The MDA will model nitrate leaching losses before and after implementation of Best Management Practices (BMPs) and Alternative Management Tools (AMTs) for common cropping systems, soil types, and climate conditions within Drinking Water Supply Management Areas (DWSMAs). Monitoring data from research and demonstration projects conducted by the University of Minnesota is used to calibrate the models so they are representative of local conditions. Model results provide an estimate of the expected nitrate leaching reductions when certain practices are implemented and help support discussions about the effectiveness of different management practices on reducing nitrate leaching losses. Also, model results can provide input for local teams about what management changes may be needed to achieve nitrate leaching reduction goals including:

  • The MDA will provide the Local Advisory Team (LAT) estimates of BMP and AMT impacts on nitrate losses based on computer modeling.
  • The LAT may use this information to determine BMPs and AMTs to implement.
  • The computer models can be used to estimate nitrate leaching
    • From past cropping and weather conditions;
    • From current crop and weather conditions; and
    • After implementation of BMPs and AMTs.
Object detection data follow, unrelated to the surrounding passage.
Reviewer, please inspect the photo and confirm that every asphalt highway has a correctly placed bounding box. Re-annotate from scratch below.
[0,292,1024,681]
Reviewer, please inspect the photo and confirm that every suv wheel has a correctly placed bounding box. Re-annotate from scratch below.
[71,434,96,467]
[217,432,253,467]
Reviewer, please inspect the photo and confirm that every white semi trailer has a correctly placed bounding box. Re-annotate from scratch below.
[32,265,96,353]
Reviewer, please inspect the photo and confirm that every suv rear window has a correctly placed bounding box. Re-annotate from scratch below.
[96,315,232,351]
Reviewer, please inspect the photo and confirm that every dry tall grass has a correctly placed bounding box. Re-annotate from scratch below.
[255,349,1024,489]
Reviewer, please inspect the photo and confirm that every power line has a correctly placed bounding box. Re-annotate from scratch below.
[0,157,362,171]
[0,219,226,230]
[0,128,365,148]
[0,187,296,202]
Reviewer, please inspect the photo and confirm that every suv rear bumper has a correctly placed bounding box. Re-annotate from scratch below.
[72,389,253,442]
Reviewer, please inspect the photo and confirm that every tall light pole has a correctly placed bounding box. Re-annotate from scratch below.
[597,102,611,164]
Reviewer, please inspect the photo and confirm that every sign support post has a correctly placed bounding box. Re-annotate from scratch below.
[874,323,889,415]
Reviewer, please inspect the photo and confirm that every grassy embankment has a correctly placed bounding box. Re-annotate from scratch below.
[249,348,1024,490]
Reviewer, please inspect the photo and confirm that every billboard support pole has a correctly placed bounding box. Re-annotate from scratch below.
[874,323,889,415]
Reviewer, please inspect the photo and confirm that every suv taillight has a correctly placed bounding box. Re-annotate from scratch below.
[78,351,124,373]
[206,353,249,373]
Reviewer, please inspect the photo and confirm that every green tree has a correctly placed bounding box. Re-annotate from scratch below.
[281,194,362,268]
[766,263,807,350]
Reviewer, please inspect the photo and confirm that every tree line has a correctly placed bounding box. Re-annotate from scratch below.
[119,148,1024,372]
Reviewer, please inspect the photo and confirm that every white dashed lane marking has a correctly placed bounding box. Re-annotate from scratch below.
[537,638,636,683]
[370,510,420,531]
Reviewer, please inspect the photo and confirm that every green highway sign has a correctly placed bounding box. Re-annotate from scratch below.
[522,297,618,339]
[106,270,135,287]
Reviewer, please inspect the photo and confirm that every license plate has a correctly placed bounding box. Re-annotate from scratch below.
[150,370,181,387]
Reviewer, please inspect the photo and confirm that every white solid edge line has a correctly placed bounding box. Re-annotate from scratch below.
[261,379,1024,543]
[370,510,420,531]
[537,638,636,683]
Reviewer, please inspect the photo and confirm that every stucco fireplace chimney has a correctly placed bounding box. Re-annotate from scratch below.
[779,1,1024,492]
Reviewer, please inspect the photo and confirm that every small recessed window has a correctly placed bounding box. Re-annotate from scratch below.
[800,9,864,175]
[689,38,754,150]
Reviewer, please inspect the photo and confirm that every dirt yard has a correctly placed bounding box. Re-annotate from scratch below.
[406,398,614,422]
Computer simulation models are one of many tools the MDA uses to understand nitrate leaching in agriculture systems. In addition to modeling, the MDA supports in-field research and on-farm demonstrations. These are complementary and related efforts. In-field research and demonstration data can help calibrate computer modeling tools for different crops in different areas of Minnesota.

Generalized Modeling Process

Graphic illustrating the modeling process. Steps include: Initial model run by MDA; Review and Comment by LAT; Next Level Modeling; Final Estimates. The model can be revised and cycle through the Review and Comment by LAT and Next Level Modeling stages before a Final Estimate is determined.

Modeling Output Example

Scenario Nitrogen Applied (lb/ac) Split N Application Reduced N Rate Cover Crop Nitrate load reduction example
Baseline* 30% Fall; 70% Spring No No No -
Scenario 1 April 15: 110; June 1: 60 Yes No No 16%
Scenario 2 April 15: 80; June 1: 40 Yes Yes No 24%
Scenario 3 April 15: 80; June 1: 40 Yes Yes Yes 34%

*Baseline conditions reflect the following fertilizer practices: 70% of the watershed was simulated with spring fertilizer application rates of 170 pounds of nitrogen per acre and 30% was fall applied at a rate of 180 pounds of nitrogen per acre. The rotation is 50% corn and 50% soybeans.